Helga Ruebsamen's extraordinary achievement in this, her first novel to be translated into English, is in finding a voice for a sensitive and highly imaginative child who must endure the painful transition from life in the paradise of the Dutch East Indies to the savage realities of wartime Holland.
Lulu lives on the lush island of Java with her father, a doctor, her narcissistic mother and her Aunt Margot. By day, she plays quietly in the humid heat and tries not to trouble her mother. At night she roams the jungle, creating a magical place of her own in which reality and fantasy merge, where people and animals are transformed by the moonlight into gods and devils.
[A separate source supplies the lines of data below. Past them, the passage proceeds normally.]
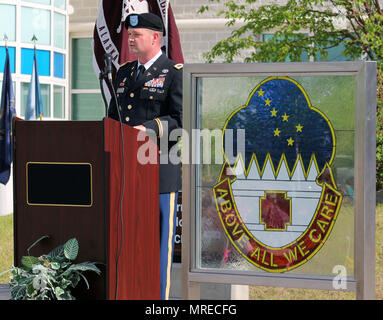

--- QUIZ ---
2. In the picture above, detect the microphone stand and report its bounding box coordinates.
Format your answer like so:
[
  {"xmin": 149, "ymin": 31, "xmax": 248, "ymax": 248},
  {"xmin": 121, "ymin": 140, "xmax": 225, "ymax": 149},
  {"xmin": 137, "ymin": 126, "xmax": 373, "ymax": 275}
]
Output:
[{"xmin": 98, "ymin": 70, "xmax": 109, "ymax": 118}]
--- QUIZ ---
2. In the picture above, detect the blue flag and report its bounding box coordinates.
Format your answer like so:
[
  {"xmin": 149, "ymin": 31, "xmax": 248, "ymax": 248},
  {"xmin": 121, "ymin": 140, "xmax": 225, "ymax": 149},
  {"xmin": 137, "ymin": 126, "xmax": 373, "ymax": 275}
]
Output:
[
  {"xmin": 25, "ymin": 48, "xmax": 44, "ymax": 120},
  {"xmin": 0, "ymin": 47, "xmax": 16, "ymax": 185}
]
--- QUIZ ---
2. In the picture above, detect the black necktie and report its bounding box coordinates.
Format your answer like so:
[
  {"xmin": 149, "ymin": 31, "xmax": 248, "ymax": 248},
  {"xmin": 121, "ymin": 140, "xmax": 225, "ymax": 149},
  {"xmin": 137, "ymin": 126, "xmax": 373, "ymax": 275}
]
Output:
[{"xmin": 136, "ymin": 65, "xmax": 146, "ymax": 81}]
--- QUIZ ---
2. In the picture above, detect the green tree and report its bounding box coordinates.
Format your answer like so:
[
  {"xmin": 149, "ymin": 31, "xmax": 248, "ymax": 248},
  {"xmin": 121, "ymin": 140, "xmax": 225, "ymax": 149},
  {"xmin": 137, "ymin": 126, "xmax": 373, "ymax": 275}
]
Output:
[{"xmin": 199, "ymin": 0, "xmax": 383, "ymax": 188}]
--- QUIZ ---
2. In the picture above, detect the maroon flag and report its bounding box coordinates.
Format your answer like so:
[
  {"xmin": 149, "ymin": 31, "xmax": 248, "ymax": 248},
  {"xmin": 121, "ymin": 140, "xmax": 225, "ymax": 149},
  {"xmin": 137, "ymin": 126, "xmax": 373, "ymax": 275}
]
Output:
[{"xmin": 93, "ymin": 0, "xmax": 184, "ymax": 100}]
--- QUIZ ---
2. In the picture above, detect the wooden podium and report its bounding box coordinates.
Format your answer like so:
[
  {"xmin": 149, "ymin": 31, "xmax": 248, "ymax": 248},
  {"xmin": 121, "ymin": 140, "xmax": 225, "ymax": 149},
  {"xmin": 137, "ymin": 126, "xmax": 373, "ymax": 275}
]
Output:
[{"xmin": 14, "ymin": 119, "xmax": 160, "ymax": 300}]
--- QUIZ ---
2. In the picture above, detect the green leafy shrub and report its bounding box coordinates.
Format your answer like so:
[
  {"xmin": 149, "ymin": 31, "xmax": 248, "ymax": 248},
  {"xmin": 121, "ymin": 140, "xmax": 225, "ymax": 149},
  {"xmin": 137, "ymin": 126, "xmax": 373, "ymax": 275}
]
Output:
[{"xmin": 0, "ymin": 236, "xmax": 101, "ymax": 300}]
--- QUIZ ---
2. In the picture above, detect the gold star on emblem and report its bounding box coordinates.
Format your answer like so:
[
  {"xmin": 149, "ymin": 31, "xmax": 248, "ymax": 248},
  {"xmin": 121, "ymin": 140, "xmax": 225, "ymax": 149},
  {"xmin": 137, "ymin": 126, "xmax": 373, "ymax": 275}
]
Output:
[
  {"xmin": 282, "ymin": 112, "xmax": 290, "ymax": 122},
  {"xmin": 295, "ymin": 124, "xmax": 303, "ymax": 132},
  {"xmin": 287, "ymin": 137, "xmax": 294, "ymax": 146},
  {"xmin": 274, "ymin": 128, "xmax": 281, "ymax": 137}
]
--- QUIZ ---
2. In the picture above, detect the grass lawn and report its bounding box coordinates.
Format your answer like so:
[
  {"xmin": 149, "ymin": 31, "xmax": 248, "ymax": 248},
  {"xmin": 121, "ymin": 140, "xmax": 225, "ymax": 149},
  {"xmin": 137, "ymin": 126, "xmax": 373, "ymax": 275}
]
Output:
[
  {"xmin": 0, "ymin": 214, "xmax": 13, "ymax": 283},
  {"xmin": 0, "ymin": 205, "xmax": 383, "ymax": 300}
]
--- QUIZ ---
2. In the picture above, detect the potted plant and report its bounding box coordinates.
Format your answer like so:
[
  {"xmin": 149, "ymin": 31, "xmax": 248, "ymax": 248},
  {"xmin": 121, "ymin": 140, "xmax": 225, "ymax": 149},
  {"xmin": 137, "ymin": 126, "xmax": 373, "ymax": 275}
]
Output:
[{"xmin": 2, "ymin": 236, "xmax": 101, "ymax": 300}]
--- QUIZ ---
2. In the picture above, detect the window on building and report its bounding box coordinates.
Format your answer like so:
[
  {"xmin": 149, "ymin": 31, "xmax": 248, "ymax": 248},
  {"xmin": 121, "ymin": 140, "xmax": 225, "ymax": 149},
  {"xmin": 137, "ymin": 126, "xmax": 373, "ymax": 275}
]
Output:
[
  {"xmin": 0, "ymin": 4, "xmax": 16, "ymax": 41},
  {"xmin": 21, "ymin": 7, "xmax": 51, "ymax": 45},
  {"xmin": 0, "ymin": 47, "xmax": 16, "ymax": 73},
  {"xmin": 71, "ymin": 38, "xmax": 105, "ymax": 120},
  {"xmin": 0, "ymin": 0, "xmax": 70, "ymax": 120}
]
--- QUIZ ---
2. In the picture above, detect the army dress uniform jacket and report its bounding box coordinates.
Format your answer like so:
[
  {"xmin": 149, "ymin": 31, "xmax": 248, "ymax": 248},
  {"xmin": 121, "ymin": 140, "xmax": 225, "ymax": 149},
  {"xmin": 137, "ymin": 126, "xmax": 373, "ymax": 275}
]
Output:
[{"xmin": 108, "ymin": 54, "xmax": 182, "ymax": 193}]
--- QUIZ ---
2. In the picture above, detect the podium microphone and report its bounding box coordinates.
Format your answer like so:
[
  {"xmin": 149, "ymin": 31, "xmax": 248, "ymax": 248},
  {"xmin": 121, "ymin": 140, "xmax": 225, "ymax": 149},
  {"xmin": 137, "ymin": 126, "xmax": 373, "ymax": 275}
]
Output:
[
  {"xmin": 100, "ymin": 53, "xmax": 126, "ymax": 300},
  {"xmin": 104, "ymin": 53, "xmax": 113, "ymax": 83}
]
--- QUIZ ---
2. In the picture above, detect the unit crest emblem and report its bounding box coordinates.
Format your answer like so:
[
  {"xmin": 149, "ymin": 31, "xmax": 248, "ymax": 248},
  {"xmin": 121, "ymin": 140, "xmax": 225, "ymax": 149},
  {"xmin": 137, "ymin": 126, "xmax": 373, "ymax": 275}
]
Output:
[{"xmin": 213, "ymin": 77, "xmax": 342, "ymax": 272}]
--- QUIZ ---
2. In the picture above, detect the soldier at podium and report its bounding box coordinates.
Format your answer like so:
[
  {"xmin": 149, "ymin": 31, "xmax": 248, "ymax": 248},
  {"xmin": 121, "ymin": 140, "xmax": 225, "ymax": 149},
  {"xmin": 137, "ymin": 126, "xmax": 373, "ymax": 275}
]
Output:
[{"xmin": 108, "ymin": 13, "xmax": 183, "ymax": 300}]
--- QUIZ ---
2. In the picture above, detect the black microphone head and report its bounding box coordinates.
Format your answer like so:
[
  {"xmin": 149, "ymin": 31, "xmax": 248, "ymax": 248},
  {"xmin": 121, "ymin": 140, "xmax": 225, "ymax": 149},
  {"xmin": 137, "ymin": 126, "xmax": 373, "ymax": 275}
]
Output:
[{"xmin": 104, "ymin": 53, "xmax": 113, "ymax": 73}]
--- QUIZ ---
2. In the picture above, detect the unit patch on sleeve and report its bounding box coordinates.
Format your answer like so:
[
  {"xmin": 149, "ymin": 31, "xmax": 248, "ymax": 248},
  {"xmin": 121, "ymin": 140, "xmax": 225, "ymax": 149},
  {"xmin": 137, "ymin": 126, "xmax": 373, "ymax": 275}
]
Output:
[{"xmin": 144, "ymin": 77, "xmax": 165, "ymax": 88}]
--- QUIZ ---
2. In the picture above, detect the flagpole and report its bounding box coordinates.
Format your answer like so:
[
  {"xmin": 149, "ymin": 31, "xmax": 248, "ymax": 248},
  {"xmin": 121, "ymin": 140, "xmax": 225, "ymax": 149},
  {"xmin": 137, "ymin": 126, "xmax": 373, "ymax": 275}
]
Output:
[
  {"xmin": 31, "ymin": 34, "xmax": 43, "ymax": 121},
  {"xmin": 3, "ymin": 33, "xmax": 8, "ymax": 49}
]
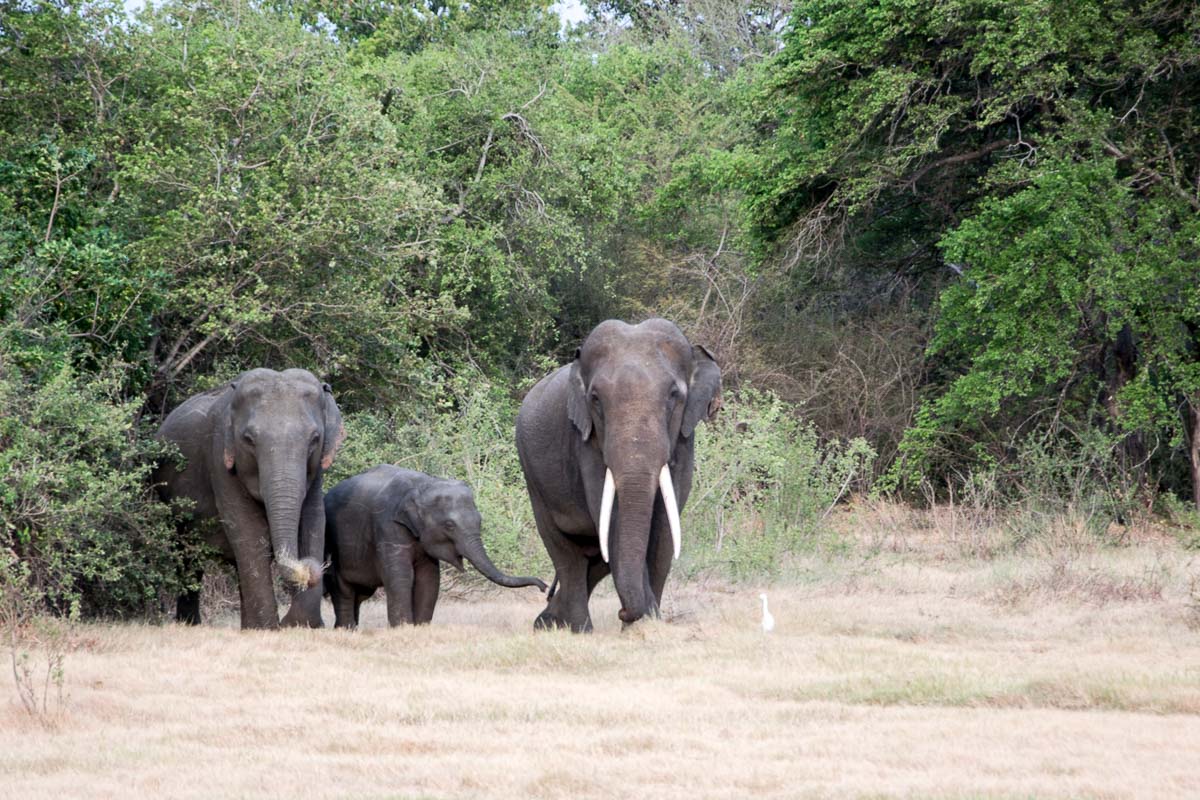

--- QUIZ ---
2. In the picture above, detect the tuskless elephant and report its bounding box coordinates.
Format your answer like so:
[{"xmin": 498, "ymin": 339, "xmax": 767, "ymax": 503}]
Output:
[
  {"xmin": 325, "ymin": 464, "xmax": 546, "ymax": 627},
  {"xmin": 516, "ymin": 319, "xmax": 721, "ymax": 632},
  {"xmin": 155, "ymin": 369, "xmax": 346, "ymax": 628}
]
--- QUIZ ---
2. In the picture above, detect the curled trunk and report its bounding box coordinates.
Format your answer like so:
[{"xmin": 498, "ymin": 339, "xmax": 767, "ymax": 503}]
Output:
[
  {"xmin": 610, "ymin": 474, "xmax": 658, "ymax": 622},
  {"xmin": 260, "ymin": 458, "xmax": 323, "ymax": 589}
]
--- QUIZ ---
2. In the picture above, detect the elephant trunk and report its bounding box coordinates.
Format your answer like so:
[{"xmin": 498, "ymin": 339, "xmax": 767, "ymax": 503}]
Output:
[
  {"xmin": 259, "ymin": 453, "xmax": 324, "ymax": 589},
  {"xmin": 608, "ymin": 473, "xmax": 658, "ymax": 624},
  {"xmin": 462, "ymin": 536, "xmax": 546, "ymax": 591}
]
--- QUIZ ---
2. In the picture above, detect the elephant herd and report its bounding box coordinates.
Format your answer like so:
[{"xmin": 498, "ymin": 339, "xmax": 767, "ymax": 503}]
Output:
[{"xmin": 155, "ymin": 319, "xmax": 721, "ymax": 632}]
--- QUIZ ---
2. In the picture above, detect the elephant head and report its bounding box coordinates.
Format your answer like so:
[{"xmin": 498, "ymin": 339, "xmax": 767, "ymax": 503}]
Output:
[
  {"xmin": 222, "ymin": 369, "xmax": 346, "ymax": 588},
  {"xmin": 392, "ymin": 480, "xmax": 546, "ymax": 591},
  {"xmin": 566, "ymin": 319, "xmax": 721, "ymax": 622}
]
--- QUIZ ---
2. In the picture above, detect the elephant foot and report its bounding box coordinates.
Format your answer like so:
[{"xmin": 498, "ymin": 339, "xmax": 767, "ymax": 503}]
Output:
[{"xmin": 281, "ymin": 584, "xmax": 325, "ymax": 627}]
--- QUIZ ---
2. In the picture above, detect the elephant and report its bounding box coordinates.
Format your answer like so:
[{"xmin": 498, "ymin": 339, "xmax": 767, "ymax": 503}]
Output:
[
  {"xmin": 325, "ymin": 464, "xmax": 546, "ymax": 627},
  {"xmin": 516, "ymin": 319, "xmax": 721, "ymax": 632},
  {"xmin": 155, "ymin": 369, "xmax": 346, "ymax": 628}
]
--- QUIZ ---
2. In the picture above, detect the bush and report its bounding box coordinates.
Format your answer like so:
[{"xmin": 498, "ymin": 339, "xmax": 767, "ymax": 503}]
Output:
[
  {"xmin": 0, "ymin": 331, "xmax": 182, "ymax": 616},
  {"xmin": 684, "ymin": 389, "xmax": 875, "ymax": 578}
]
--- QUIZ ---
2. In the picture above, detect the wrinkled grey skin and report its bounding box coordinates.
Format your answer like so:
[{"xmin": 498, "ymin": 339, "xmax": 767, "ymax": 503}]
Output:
[
  {"xmin": 325, "ymin": 464, "xmax": 546, "ymax": 627},
  {"xmin": 155, "ymin": 369, "xmax": 346, "ymax": 628},
  {"xmin": 516, "ymin": 319, "xmax": 721, "ymax": 632}
]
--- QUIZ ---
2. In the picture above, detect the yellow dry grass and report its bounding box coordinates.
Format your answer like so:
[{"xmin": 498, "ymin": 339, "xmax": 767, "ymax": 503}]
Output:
[{"xmin": 0, "ymin": 525, "xmax": 1200, "ymax": 800}]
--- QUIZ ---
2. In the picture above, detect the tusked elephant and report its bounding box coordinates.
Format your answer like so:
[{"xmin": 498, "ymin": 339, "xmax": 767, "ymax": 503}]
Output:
[
  {"xmin": 155, "ymin": 369, "xmax": 346, "ymax": 628},
  {"xmin": 325, "ymin": 464, "xmax": 546, "ymax": 627},
  {"xmin": 516, "ymin": 319, "xmax": 721, "ymax": 632}
]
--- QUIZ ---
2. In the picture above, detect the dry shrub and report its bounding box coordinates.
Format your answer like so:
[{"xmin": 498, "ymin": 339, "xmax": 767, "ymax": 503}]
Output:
[
  {"xmin": 0, "ymin": 554, "xmax": 78, "ymax": 727},
  {"xmin": 990, "ymin": 555, "xmax": 1168, "ymax": 606}
]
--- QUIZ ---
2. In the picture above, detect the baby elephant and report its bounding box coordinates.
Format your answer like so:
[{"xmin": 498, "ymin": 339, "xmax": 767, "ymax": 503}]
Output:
[{"xmin": 325, "ymin": 464, "xmax": 546, "ymax": 627}]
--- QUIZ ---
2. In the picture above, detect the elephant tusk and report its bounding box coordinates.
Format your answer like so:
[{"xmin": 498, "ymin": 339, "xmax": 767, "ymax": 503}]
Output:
[
  {"xmin": 659, "ymin": 464, "xmax": 683, "ymax": 559},
  {"xmin": 600, "ymin": 468, "xmax": 617, "ymax": 563}
]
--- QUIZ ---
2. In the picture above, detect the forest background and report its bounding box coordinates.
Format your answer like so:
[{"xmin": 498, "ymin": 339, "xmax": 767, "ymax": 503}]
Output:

When Lulu's uncle arrives, filling the day with adventures - bringing even her mother to life- Lulu discovers that the adults have begun visiting her nocturnal world. When she describes to Aunt Margot what she has seen in the night, she triggers a chain of events that lead to her family leaving their sensual tropical paradise and sailing for her father's homeland, Holland. But it is 1939 and Lulu is Jewish. Soon the German invasion is upon them. Her mother flees to England, her aunt returns to Java, and Lulu and her father are forced into hiding. This is a new, cold and hostile world, and Lulu must abandon her childhood, sustained only by her vivid imagination and her fierce, increasingly tested courage.